I've been following the discussion
about Google and mirrored
information for some time. It is "common knowledge"
that Google
penalizes page rank when it determines that content is
duplicated somewhere else. In fact, I've read many experts
stating that there should be no duplicate domain names and
no
duplicate content anywhere.
On the face of it the arguments appear to be sound. Google
obviously has several billion pages in it's database and
could,
it appears, easily determine if content is duplicated. It
also
seems, again on the face of it, that it's reasonable to
check
for duplicate content, as this is the "mark of a spammer"
and
not necessary on the web with hyperlinking available. At
least,
this is the common wisdom.
However, sometimes what seems reasonable and possible is
not:
not by a long shot.
Let's begin with the technical side of things. You've got
domain x and domain y with exactly the same content. How
on
earth would Google be able to figure that out? Let's say
Google
had 3 billion pages in it's database. To compare every page
to
every page would be an enormous task - quadrillions of
comparisons.
Now, if site x had page "page1" which linked
to site y which
also had "page1", then it would be possible for
Google to
determine the duplicate content. Conceivably, it could check
this out.
Not only is the task enormous, but the benefit is so tiny
as to
be insignificant. Duplicate content does not imply in any
way
shape or form spamming. In actual fact, a duplicate site
is
generally going to lower page rank of BOTH sites. Instead
of
having 100 links to one site, there will presumably be 50
links
to one and 50 to another. This would tend (all things being
equal) to lower the page ranking of both sites. So Google
gains
nothing by this incredible expenditure of resources.

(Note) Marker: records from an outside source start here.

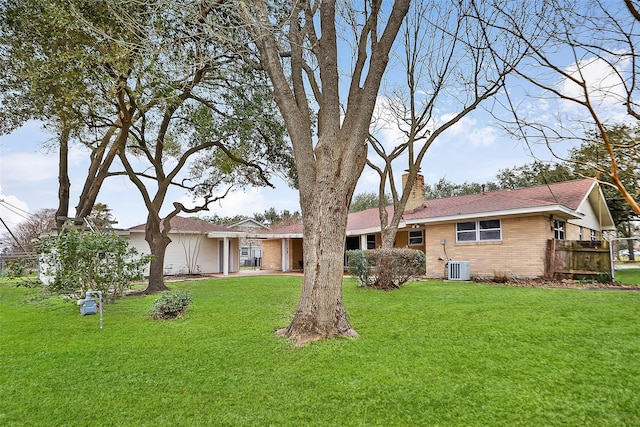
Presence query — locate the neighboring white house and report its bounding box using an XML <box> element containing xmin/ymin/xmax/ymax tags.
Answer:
<box><xmin>229</xmin><ymin>218</ymin><xmax>269</xmax><ymax>267</ymax></box>
<box><xmin>127</xmin><ymin>216</ymin><xmax>246</xmax><ymax>276</ymax></box>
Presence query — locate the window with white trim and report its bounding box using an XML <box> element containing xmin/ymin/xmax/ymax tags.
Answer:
<box><xmin>553</xmin><ymin>219</ymin><xmax>565</xmax><ymax>240</ymax></box>
<box><xmin>409</xmin><ymin>230</ymin><xmax>424</xmax><ymax>246</ymax></box>
<box><xmin>456</xmin><ymin>219</ymin><xmax>502</xmax><ymax>242</ymax></box>
<box><xmin>367</xmin><ymin>234</ymin><xmax>376</xmax><ymax>249</ymax></box>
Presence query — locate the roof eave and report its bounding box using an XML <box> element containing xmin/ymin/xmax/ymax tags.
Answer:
<box><xmin>405</xmin><ymin>205</ymin><xmax>583</xmax><ymax>225</ymax></box>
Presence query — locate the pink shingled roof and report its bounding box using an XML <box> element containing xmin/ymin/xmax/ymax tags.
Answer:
<box><xmin>404</xmin><ymin>179</ymin><xmax>594</xmax><ymax>219</ymax></box>
<box><xmin>347</xmin><ymin>179</ymin><xmax>594</xmax><ymax>230</ymax></box>
<box><xmin>263</xmin><ymin>224</ymin><xmax>303</xmax><ymax>234</ymax></box>
<box><xmin>129</xmin><ymin>216</ymin><xmax>232</xmax><ymax>232</ymax></box>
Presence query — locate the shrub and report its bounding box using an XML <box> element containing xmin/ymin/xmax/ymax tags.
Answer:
<box><xmin>149</xmin><ymin>291</ymin><xmax>193</xmax><ymax>320</ymax></box>
<box><xmin>37</xmin><ymin>229</ymin><xmax>151</xmax><ymax>302</ymax></box>
<box><xmin>347</xmin><ymin>249</ymin><xmax>426</xmax><ymax>290</ymax></box>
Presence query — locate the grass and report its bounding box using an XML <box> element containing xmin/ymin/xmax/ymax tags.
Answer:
<box><xmin>0</xmin><ymin>276</ymin><xmax>640</xmax><ymax>426</ymax></box>
<box><xmin>616</xmin><ymin>268</ymin><xmax>640</xmax><ymax>285</ymax></box>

There are several reasons for duplicate content which have
nothing to do with spamming. Sometimes the content is actually
duplicated, and sometimes it's just that there are several
different domains (at least the www and non-www versions)
for
the same website
Mirroring a site for load balancing
- This is very common. The purpose is to split up
the traffic between two copies of the site.

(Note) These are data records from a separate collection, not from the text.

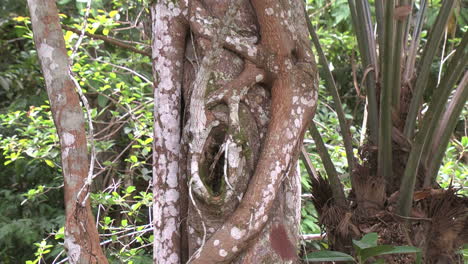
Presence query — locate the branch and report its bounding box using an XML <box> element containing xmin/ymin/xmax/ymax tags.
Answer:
<box><xmin>61</xmin><ymin>24</ymin><xmax>151</xmax><ymax>57</ymax></box>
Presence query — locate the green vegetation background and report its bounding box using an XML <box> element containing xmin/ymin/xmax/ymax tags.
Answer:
<box><xmin>0</xmin><ymin>0</ymin><xmax>468</xmax><ymax>264</ymax></box>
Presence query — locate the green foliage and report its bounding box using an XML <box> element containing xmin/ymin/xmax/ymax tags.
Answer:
<box><xmin>306</xmin><ymin>233</ymin><xmax>421</xmax><ymax>264</ymax></box>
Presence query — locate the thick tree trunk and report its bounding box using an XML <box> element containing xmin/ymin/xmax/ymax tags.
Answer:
<box><xmin>152</xmin><ymin>0</ymin><xmax>317</xmax><ymax>263</ymax></box>
<box><xmin>28</xmin><ymin>0</ymin><xmax>107</xmax><ymax>264</ymax></box>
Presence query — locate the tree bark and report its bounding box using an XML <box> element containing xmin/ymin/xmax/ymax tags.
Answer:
<box><xmin>152</xmin><ymin>0</ymin><xmax>318</xmax><ymax>263</ymax></box>
<box><xmin>28</xmin><ymin>0</ymin><xmax>107</xmax><ymax>264</ymax></box>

Mirroring for region - Sometimes
site mirroring is done simply to make it more efficient
on the internet backbone itself. You might put an identical
copy of a site in Europe, for example, to reduce traffic
across the Atlantic, which should make it faster in European
countries.
Viral marketing - It's extremely
common to allow other sites to republish articles in return
for a link.
Different domain names - Sometimes
a site might be referenced on many different domain names.

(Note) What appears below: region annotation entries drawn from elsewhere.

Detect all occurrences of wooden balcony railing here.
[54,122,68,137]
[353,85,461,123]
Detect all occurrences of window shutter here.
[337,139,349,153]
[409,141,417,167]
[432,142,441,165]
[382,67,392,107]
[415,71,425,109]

You might want to allow the .com, .net and .org versions
of the name to all work the same, you might allow for common
misspellings or you might cover different keywords (sewing-tips
and sewing-secrets are examples of possible combinations).
Different domain names for different
markets - you might also want to reference your site
by different names in order to target different markets.
You could, for example, have a site about search engine
optimization and want to target both SEO and web designers.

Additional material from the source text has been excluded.